151:雨にけぶってね、メールをしたんですよ。

 さて。

 一年間に会ったのは、そういうわけでほんとうに、結果的にたったの数回なのでした。


 ですが、いままでも書いてきたように、ツイッターでは交流がありました。

 それにツイッターほどではないですが、メールでも、たまに。

 当時はスマホが出はじめたばかりでした。いまでいうガラケー、当時でいう普通の「ケータイ」と、スマホの混在する、いわば過渡期でした。



 ある日、私はふと思いました。

 あれは梅雨のことでした。それだけはただ、はっきりと覚えています。

 彼の最寄り駅をそばを散歩したことや、駅前ツタヤさんに寄ったことの、あれは前だったのでしょうか後だったのでしょうか。

 そのことは、雨のけむりにぼやけるみたいに曖昧なのですけど、

 ただ、梅雨だったってことならば、いまも強く覚えています。



 どうでもいいような遊びの用事で、実家からはるか離れた馴染みも愛着ももてない駅のホームに立って。
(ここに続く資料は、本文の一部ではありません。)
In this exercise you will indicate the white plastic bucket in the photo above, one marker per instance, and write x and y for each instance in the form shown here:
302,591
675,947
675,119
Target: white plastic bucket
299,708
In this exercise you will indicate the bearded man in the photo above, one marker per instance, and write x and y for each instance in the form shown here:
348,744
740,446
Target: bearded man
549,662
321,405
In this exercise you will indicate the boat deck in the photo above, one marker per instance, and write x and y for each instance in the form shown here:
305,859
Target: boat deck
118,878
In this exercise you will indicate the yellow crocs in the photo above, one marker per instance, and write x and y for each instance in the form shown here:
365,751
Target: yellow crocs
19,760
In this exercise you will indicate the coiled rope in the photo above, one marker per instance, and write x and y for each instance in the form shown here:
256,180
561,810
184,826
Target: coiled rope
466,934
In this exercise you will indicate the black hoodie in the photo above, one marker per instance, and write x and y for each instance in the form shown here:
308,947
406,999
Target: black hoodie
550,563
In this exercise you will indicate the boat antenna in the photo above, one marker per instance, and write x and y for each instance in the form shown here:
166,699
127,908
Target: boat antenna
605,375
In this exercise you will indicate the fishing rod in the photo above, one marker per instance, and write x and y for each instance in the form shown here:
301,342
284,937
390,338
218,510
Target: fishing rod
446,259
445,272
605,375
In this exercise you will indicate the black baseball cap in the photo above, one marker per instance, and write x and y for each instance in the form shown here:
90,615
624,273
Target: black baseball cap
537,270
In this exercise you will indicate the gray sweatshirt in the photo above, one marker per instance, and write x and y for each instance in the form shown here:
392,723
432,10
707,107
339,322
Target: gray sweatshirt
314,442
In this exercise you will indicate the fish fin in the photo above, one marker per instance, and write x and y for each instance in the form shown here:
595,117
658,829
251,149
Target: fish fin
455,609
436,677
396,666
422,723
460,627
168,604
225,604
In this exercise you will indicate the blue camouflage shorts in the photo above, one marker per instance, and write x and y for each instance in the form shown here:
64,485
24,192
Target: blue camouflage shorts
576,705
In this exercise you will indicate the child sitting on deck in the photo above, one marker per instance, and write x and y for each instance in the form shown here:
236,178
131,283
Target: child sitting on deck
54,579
 雨が、ざあざあ降りではないけれど、ぽつぽつ降るのがやたらとうるさく感じて。



 やっぱり後輩くんのことが好きだった、と。

 ……高校を出たら、こんなに離れてしまうなら。



 やっぱ、好きって、言っとけばよかった。なりふり構わず。いや。あのときには、私が自覚できてなかったから、仕方なかったのかな――。



 ……そっと、携帯電話を取り出しました。

 そして、後輩くんのアドレス宛てに、メールしました。




 元気――? さすがに最初のひとことくらいは、そういういわゆる常識的な文章で始めたはずなのですけど、しかし、それさえも定かではなく、

 でも、メールをしたことならば、やっぱりそれはいまもこんなに鮮やかに覚えている事実で、できごとで――。